PayPal, Alipay and WeChat Pay are the top providers of mobile wallets worldwide, while the emergence of high-profile mobile payment services, such as Apple Pay, Samsung Pay and Google Pay, has provided the industry with fresh momentum.
QR code-based in-store payments are very popular in China, although payment security is a key concern. Nearl-field communications (NFC) mobile payments provide better security, but require transaction hardware that can interact with smartphones. QR codes are likely to be limited to “closed loop” wallets such as those deployed by Starbucks and Walmart, per Juniper.
Juniper’s study has many insights on how the mobile payment industry will evolve as traditional card payment services vie with comparably new entrants from the mobile industry, such as Apple Pay, Samsung Pay and Google Pay. The U.S. has been slow to adopt cashless payments, compared with urban areas in China that quickly embraced the technology and abandoned cash payments. Among the 250 million smartphones in use in the U.S., 25.1% were used to make a contactless payment, compared with 0.8% for contactless card payments, in 2017, per Juniper.
The U.S. has made a slow transition to the EMV standard for cards equipped with computer chips and the technology used to authenticate chip-card transactions. The transition to EMV has reportedly provoked some resentment among U.S. consumers and merchants because of the longer transaction time of 7 to 10 seconds, compared with 2-3 seconds for a traditional swipe card. This means that Apple Pay, which has a transaction time comparable with swipe cards, and other mobile wallets have an opportunity to establish themselves as the preferred contactless method.
The challenge facing Apple and its rivals is to ensure that the infrastructure is in place for consumers to make in-store payments. When Apple Pay was started in September 2014, only 3% of retailers accepted the payment method. By the end of 2017, half of U.S. retailers supported the payment method, but a significant share of the industry hadn’t activated the technology yet. About 30% of all point-of-sale terminals in the U.S. were capable of processing contactless transactions by the end of 2017, per Juniper.

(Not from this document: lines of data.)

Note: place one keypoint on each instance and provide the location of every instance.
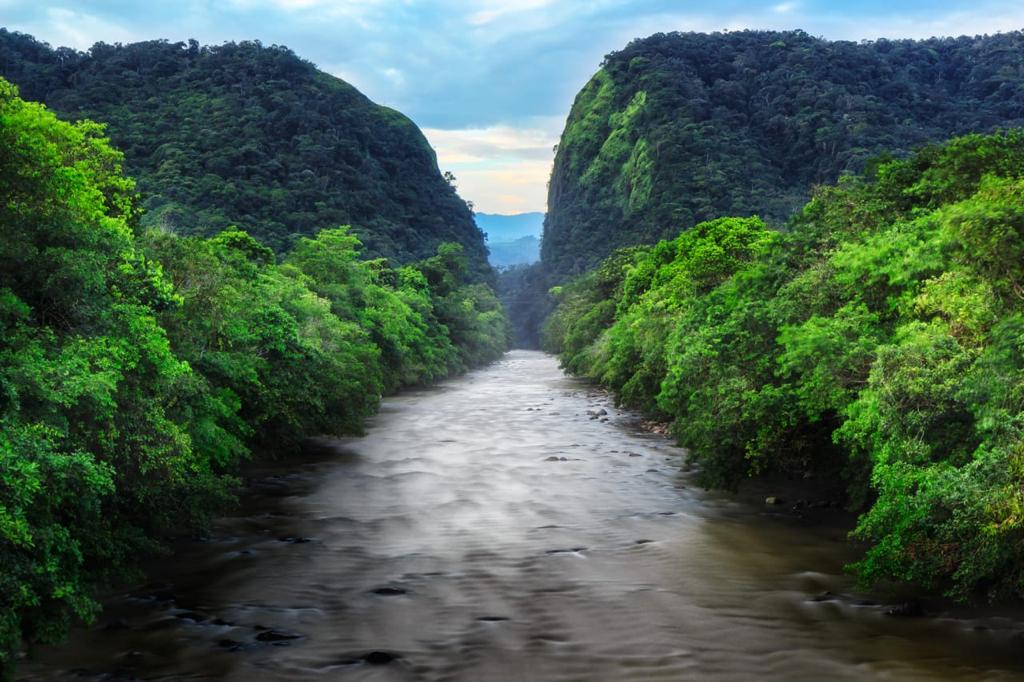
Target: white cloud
(67, 27)
(491, 11)
(500, 168)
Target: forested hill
(253, 136)
(680, 128)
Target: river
(491, 528)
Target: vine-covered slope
(681, 128)
(253, 136)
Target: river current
(501, 527)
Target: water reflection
(493, 529)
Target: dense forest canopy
(138, 368)
(680, 128)
(880, 341)
(252, 136)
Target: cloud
(501, 168)
(501, 9)
(81, 31)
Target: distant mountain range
(512, 240)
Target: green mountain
(253, 136)
(877, 345)
(680, 128)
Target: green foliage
(677, 129)
(138, 368)
(251, 135)
(880, 338)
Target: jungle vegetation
(880, 337)
(250, 135)
(139, 368)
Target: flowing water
(492, 529)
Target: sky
(489, 82)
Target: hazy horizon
(489, 83)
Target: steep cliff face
(250, 135)
(680, 128)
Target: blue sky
(489, 82)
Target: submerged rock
(380, 657)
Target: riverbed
(500, 526)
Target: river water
(492, 529)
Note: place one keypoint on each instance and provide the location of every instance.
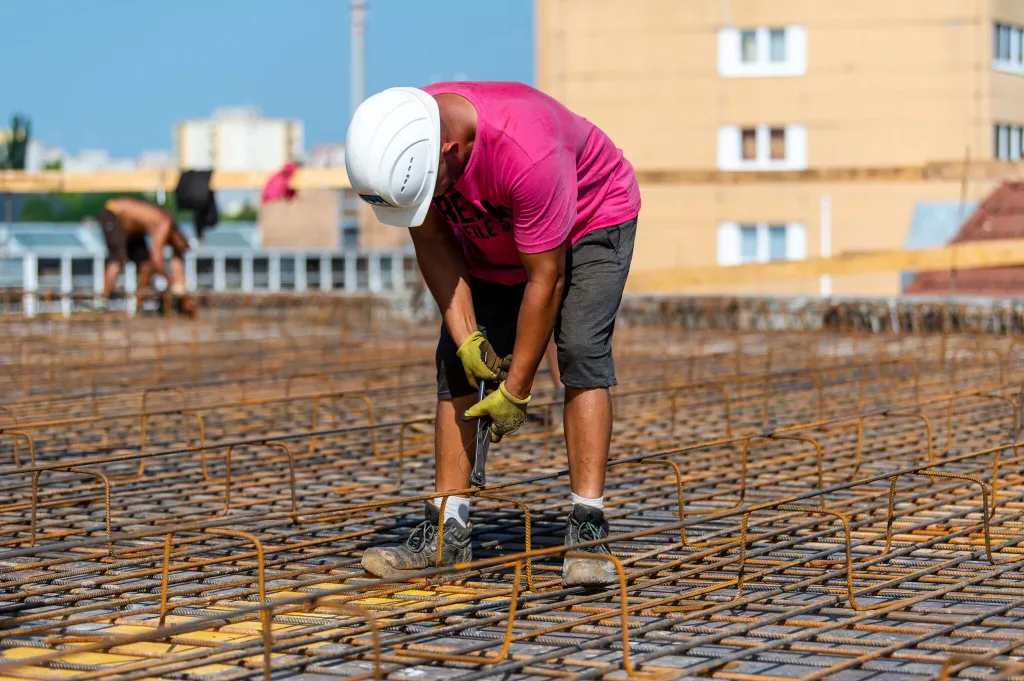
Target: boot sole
(588, 577)
(378, 567)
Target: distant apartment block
(239, 139)
(788, 85)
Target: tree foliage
(248, 213)
(14, 151)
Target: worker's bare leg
(143, 277)
(454, 450)
(551, 354)
(177, 283)
(111, 278)
(455, 441)
(588, 438)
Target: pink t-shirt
(539, 176)
(280, 185)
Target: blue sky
(119, 74)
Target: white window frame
(730, 242)
(730, 142)
(1015, 62)
(1008, 141)
(731, 65)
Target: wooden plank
(996, 253)
(151, 180)
(148, 180)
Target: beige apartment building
(774, 85)
(787, 84)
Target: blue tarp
(934, 223)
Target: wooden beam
(996, 253)
(148, 180)
(151, 180)
(946, 171)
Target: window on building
(204, 273)
(760, 242)
(762, 147)
(1008, 141)
(387, 279)
(777, 138)
(350, 239)
(337, 272)
(749, 144)
(749, 46)
(312, 271)
(776, 243)
(261, 272)
(81, 273)
(232, 273)
(762, 51)
(287, 272)
(748, 243)
(1008, 48)
(776, 45)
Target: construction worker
(523, 216)
(126, 222)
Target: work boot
(184, 306)
(586, 523)
(420, 550)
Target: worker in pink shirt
(523, 216)
(280, 184)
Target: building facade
(786, 85)
(239, 139)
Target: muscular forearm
(446, 275)
(537, 320)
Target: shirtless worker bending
(523, 216)
(125, 223)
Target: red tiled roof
(999, 216)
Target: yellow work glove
(472, 354)
(505, 411)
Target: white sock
(593, 503)
(457, 507)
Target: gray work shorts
(596, 267)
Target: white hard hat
(391, 154)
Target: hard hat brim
(403, 217)
(414, 216)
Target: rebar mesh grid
(190, 501)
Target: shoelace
(590, 531)
(423, 534)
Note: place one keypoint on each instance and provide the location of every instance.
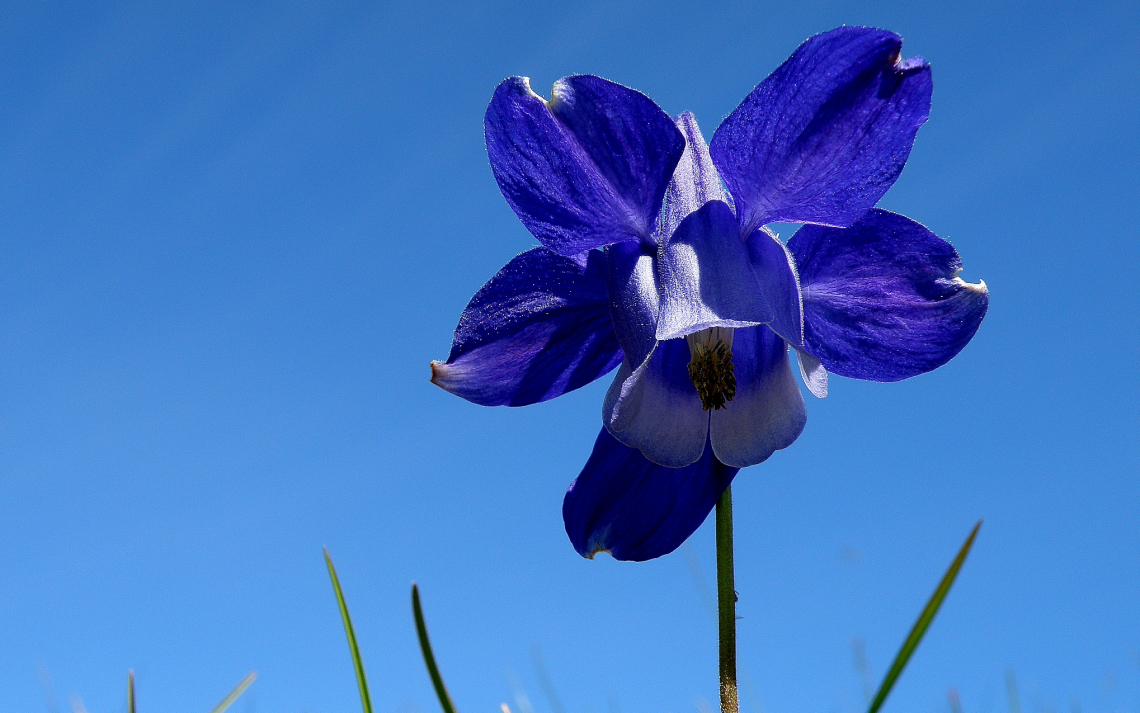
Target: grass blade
(1015, 701)
(228, 701)
(357, 662)
(437, 680)
(922, 624)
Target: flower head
(656, 260)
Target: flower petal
(586, 169)
(632, 283)
(634, 509)
(775, 273)
(882, 299)
(822, 138)
(538, 329)
(767, 412)
(812, 372)
(703, 264)
(694, 181)
(656, 408)
(706, 278)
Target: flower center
(710, 366)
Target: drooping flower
(656, 260)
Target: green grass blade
(922, 624)
(228, 701)
(437, 680)
(1015, 701)
(357, 662)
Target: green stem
(726, 604)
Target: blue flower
(656, 260)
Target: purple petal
(634, 509)
(775, 273)
(815, 377)
(822, 138)
(882, 299)
(656, 408)
(538, 329)
(706, 278)
(767, 413)
(632, 282)
(586, 169)
(694, 181)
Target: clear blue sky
(231, 240)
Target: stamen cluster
(710, 370)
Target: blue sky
(233, 236)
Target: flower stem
(726, 604)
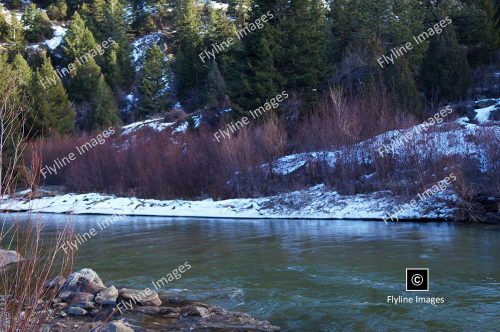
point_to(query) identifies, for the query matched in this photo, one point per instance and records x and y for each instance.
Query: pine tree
(82, 86)
(36, 23)
(52, 111)
(105, 112)
(440, 77)
(190, 71)
(261, 79)
(4, 27)
(152, 82)
(22, 70)
(79, 39)
(15, 37)
(216, 87)
(58, 11)
(303, 48)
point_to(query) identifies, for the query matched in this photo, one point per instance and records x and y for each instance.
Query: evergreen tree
(4, 27)
(58, 11)
(152, 82)
(22, 70)
(402, 87)
(216, 87)
(190, 71)
(52, 111)
(261, 79)
(82, 86)
(79, 39)
(15, 37)
(303, 48)
(105, 112)
(240, 10)
(37, 24)
(440, 77)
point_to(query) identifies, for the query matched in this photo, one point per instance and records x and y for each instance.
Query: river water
(307, 275)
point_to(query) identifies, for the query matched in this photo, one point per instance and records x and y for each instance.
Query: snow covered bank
(315, 203)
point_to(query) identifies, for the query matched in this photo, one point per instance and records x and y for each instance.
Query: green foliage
(4, 27)
(51, 110)
(445, 70)
(216, 87)
(58, 10)
(37, 24)
(15, 37)
(152, 82)
(105, 112)
(189, 69)
(79, 39)
(302, 56)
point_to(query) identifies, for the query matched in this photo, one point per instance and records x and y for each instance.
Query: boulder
(79, 296)
(88, 286)
(107, 296)
(144, 298)
(9, 257)
(75, 311)
(87, 305)
(115, 326)
(72, 284)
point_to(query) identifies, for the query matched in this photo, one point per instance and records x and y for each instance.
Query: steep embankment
(461, 137)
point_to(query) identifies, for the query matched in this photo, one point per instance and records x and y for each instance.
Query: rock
(158, 310)
(72, 284)
(60, 306)
(79, 296)
(87, 305)
(107, 296)
(64, 295)
(56, 282)
(192, 310)
(116, 326)
(9, 257)
(144, 298)
(75, 311)
(88, 286)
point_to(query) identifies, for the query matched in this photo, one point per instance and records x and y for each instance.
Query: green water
(307, 275)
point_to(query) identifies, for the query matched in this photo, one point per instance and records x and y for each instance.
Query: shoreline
(315, 203)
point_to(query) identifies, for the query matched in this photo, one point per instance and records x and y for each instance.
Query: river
(307, 275)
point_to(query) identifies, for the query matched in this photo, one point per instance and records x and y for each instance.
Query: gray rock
(79, 296)
(9, 257)
(88, 286)
(143, 298)
(72, 284)
(107, 296)
(116, 326)
(87, 305)
(75, 311)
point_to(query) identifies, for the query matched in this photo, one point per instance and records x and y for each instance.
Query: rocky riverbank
(84, 303)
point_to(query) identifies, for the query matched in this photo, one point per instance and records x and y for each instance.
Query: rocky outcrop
(85, 303)
(9, 257)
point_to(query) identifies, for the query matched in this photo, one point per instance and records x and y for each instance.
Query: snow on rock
(315, 203)
(140, 47)
(156, 124)
(59, 34)
(455, 138)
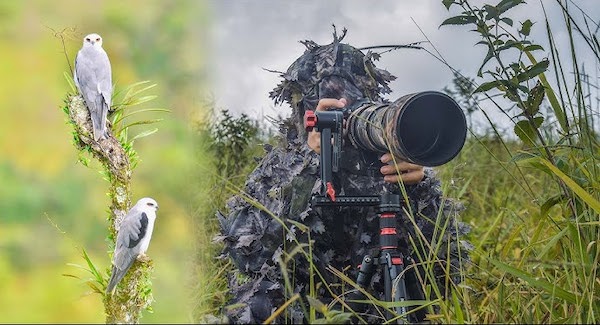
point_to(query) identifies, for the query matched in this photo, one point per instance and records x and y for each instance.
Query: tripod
(388, 206)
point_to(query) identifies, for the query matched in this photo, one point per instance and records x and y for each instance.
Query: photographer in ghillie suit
(280, 188)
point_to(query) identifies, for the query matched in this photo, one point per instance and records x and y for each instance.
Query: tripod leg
(365, 273)
(394, 266)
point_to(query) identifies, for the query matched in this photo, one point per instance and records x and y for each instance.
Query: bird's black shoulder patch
(142, 231)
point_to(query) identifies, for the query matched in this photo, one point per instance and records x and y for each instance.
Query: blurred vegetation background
(51, 206)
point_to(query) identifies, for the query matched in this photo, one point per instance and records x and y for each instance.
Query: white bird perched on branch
(133, 239)
(94, 80)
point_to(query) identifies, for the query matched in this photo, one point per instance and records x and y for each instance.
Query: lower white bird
(133, 239)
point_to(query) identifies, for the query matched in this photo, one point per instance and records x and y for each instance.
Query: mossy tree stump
(133, 294)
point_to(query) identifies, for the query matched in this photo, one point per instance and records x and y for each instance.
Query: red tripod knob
(310, 120)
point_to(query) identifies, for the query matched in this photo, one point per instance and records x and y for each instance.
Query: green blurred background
(52, 206)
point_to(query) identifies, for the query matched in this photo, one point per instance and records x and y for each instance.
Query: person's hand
(409, 173)
(314, 137)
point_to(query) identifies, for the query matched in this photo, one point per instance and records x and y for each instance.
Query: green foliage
(121, 116)
(232, 141)
(537, 258)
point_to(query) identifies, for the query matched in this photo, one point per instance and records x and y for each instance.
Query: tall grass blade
(539, 283)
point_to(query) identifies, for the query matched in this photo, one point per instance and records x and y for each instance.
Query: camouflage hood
(329, 71)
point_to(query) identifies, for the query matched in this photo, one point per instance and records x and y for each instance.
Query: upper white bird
(133, 239)
(94, 80)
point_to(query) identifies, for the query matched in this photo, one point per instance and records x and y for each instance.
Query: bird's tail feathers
(116, 276)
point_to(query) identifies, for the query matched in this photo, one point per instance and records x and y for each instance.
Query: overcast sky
(252, 35)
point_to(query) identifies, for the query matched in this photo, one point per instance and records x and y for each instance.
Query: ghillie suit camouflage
(278, 193)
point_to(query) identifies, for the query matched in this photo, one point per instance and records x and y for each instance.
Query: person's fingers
(327, 103)
(409, 178)
(314, 137)
(386, 158)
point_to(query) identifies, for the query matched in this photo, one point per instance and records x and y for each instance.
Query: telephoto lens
(426, 128)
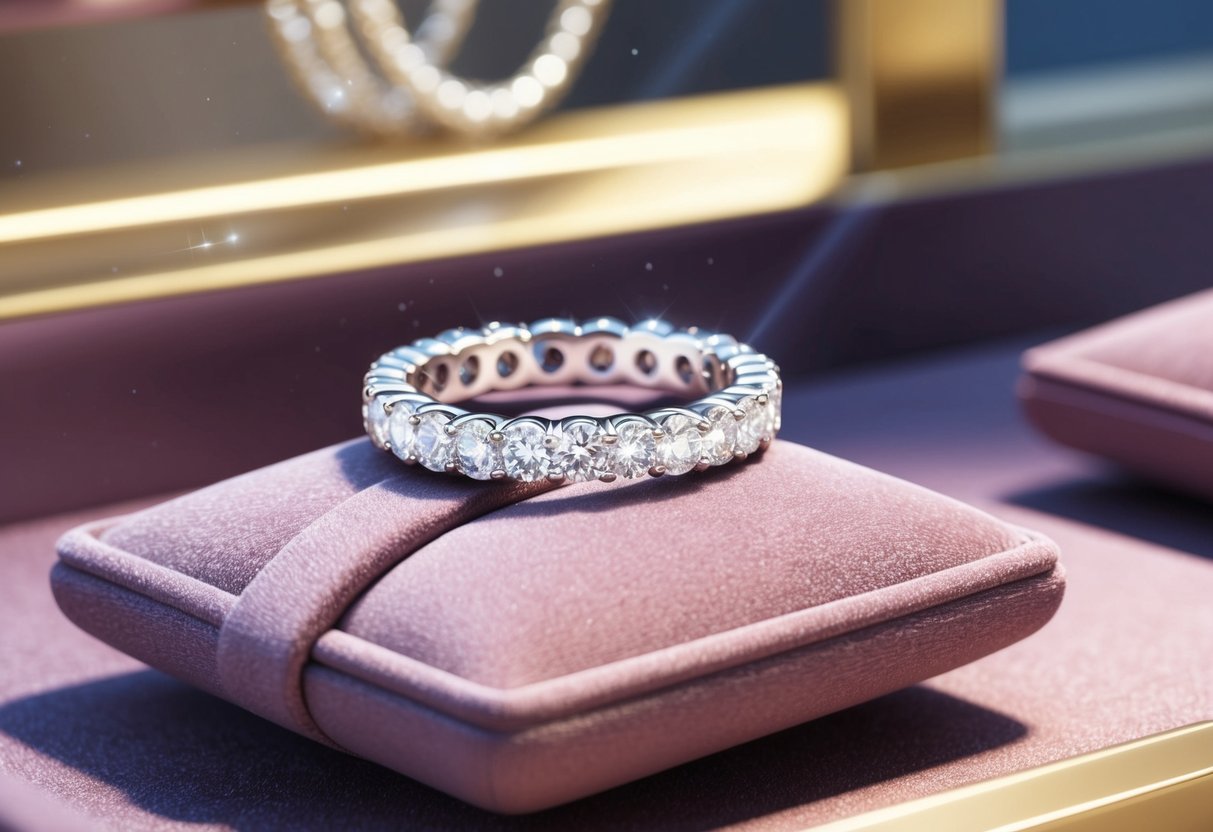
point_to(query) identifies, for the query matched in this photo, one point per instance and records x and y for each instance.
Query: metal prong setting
(414, 387)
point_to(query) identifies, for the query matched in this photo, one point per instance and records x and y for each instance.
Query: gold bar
(922, 78)
(1160, 782)
(297, 212)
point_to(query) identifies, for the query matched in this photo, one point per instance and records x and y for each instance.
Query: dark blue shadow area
(1047, 34)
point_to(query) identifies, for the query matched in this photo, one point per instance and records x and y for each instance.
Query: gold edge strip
(402, 177)
(567, 201)
(1028, 799)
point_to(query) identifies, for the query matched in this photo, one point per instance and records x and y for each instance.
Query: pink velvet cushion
(522, 647)
(1138, 391)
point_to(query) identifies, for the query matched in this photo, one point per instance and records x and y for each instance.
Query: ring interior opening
(562, 359)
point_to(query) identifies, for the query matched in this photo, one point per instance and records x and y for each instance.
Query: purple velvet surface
(1138, 391)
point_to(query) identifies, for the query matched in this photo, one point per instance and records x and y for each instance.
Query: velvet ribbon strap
(303, 591)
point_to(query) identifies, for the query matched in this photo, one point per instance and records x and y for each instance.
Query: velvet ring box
(1138, 391)
(524, 645)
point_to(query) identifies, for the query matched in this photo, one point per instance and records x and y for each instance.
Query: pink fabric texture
(523, 647)
(1138, 391)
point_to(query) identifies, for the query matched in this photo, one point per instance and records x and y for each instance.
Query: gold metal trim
(922, 77)
(1160, 782)
(125, 235)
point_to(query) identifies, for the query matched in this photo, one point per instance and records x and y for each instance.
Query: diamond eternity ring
(409, 394)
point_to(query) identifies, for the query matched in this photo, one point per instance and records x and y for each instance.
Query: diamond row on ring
(405, 410)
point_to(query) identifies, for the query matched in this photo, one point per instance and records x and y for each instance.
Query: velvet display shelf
(1138, 391)
(119, 744)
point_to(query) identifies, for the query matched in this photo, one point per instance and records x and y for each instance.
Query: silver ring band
(409, 394)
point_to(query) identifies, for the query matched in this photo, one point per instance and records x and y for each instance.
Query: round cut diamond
(679, 449)
(477, 454)
(774, 411)
(721, 438)
(400, 431)
(375, 421)
(635, 450)
(525, 455)
(752, 426)
(432, 444)
(581, 455)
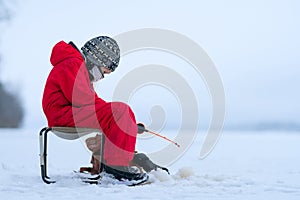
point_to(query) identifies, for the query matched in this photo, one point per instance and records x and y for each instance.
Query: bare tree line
(11, 111)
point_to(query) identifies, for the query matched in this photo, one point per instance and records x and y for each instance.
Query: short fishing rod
(142, 129)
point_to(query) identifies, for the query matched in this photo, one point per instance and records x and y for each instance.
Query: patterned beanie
(102, 51)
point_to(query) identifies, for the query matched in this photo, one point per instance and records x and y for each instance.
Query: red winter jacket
(68, 92)
(70, 100)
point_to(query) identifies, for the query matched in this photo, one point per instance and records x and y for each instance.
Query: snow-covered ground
(243, 165)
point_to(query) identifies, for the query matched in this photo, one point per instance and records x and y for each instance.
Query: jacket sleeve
(75, 84)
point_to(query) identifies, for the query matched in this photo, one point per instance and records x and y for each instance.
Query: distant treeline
(11, 111)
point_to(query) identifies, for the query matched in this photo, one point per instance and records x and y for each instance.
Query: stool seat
(67, 133)
(72, 133)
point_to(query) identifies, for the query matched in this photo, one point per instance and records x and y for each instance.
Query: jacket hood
(62, 51)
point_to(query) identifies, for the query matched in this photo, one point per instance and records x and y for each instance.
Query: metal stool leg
(43, 154)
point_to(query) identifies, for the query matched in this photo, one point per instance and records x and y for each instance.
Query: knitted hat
(102, 51)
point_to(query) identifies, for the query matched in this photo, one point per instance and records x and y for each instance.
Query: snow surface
(243, 165)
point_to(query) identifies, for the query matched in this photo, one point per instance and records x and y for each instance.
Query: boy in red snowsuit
(69, 100)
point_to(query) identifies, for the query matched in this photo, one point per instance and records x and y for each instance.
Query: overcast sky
(254, 44)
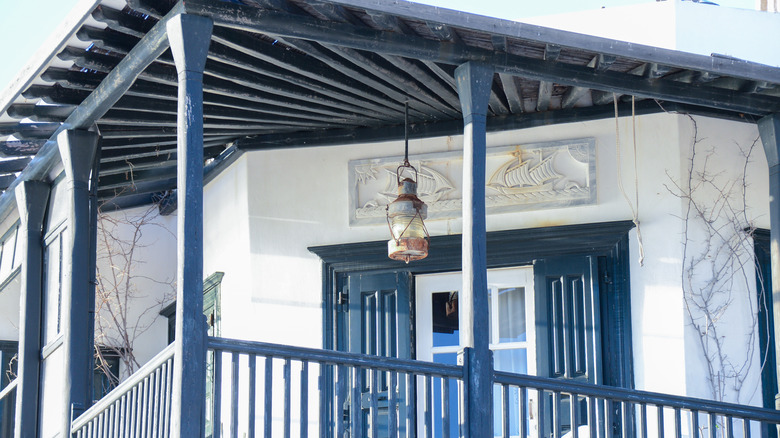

Many markets have focused on enabling in-store mobile payments with NFC chips that use the same infrastructure and technology as contactless cards, but some areas have embraced QR code in-store payments. The most successful deployment of QR code-based payments has been in China, where $1.58 trillion in transactions were processed with the codes last year, per Juniper. The People’s Bank of China started to regulate QR code payments because of security concerns, such as hacking or malware. The security systems are currently inadequate in the country, Juniper said.